ALL TRUSSED UP : Downing Street is to go on the offensive after a completely baffling and unexpected fall in British exports. Something must be done.
“No less a trade supremo than Liz Truss is on the case,” a Department of International Trade source reassures LCD Views. “There is no export that she can’t get a handle on. What she does with it afterwards is anyone’s guess. But we know it must be magic. Especially if we’re talking about pork and cheese.”
Liz Truss will target the EU27 first and foremost, after having concluded ramped up, world beating trade deals with the rest of the known world.
“For some completely confusing reason British exports have suffered a serious decline following the New Year. While a completely arbitrary and manmade date should be so consequential is anyone’s guess. But we’re not going to explore that. We’re going to go on a charm offensive to Europe.”

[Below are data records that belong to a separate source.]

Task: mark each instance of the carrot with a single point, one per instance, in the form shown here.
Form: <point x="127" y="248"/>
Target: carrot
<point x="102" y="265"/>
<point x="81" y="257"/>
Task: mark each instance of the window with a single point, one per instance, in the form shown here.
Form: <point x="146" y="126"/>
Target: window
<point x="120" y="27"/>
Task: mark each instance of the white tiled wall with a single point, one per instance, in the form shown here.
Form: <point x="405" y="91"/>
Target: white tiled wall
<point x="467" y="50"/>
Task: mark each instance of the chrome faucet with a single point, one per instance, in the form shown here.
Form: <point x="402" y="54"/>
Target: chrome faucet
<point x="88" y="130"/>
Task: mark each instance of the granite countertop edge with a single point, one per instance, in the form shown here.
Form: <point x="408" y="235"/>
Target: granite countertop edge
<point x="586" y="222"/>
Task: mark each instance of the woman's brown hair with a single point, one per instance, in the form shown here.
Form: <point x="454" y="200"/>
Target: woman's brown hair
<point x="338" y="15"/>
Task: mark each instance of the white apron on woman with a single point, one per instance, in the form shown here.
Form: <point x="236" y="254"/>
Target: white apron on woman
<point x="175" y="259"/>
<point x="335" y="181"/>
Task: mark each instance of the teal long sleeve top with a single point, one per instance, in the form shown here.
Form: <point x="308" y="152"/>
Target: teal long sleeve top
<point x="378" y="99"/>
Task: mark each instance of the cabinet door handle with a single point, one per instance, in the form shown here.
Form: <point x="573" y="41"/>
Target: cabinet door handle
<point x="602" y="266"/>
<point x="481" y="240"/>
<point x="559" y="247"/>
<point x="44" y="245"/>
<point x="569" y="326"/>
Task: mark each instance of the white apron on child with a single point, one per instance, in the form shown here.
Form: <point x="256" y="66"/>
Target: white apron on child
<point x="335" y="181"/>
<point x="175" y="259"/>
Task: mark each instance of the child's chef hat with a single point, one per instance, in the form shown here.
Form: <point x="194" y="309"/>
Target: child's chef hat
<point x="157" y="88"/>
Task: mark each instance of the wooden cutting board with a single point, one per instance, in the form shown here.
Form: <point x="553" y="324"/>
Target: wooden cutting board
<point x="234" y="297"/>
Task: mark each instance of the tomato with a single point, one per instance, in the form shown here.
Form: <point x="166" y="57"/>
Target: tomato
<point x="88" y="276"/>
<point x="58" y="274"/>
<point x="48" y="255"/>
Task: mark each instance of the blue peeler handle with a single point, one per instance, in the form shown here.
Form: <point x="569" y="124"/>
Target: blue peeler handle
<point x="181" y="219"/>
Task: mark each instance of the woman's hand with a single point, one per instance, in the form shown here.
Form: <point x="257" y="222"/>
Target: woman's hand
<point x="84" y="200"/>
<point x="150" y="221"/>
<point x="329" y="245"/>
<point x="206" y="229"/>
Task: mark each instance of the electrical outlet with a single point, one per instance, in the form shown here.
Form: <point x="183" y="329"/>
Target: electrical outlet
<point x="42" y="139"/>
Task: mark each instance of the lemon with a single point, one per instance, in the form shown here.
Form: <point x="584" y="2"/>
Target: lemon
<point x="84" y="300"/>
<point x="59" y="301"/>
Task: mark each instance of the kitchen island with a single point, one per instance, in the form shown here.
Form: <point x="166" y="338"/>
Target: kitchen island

And the offensive will see Liz styled out in Union Jacks and ready to beguile those staid Europeans.
“We are confident that with the right amount of boosterism and fetish level flag waving the EU27 importers will be tumbling over themselves for British products.”
Rest assured Global Britons. Buy British isn’t just the policy to deal with a catastrophic decline in the economy at home, even if we don’t make it anymore. Like good. Thanks to Liz and her boss Boris buy British will see those cashed up Europeans and their pathetic market of half a billion fighting each other for what we make.
If they don’t buy it, who will? That’s a question Liz Truss has the answer to. She just doesn’t know it yet.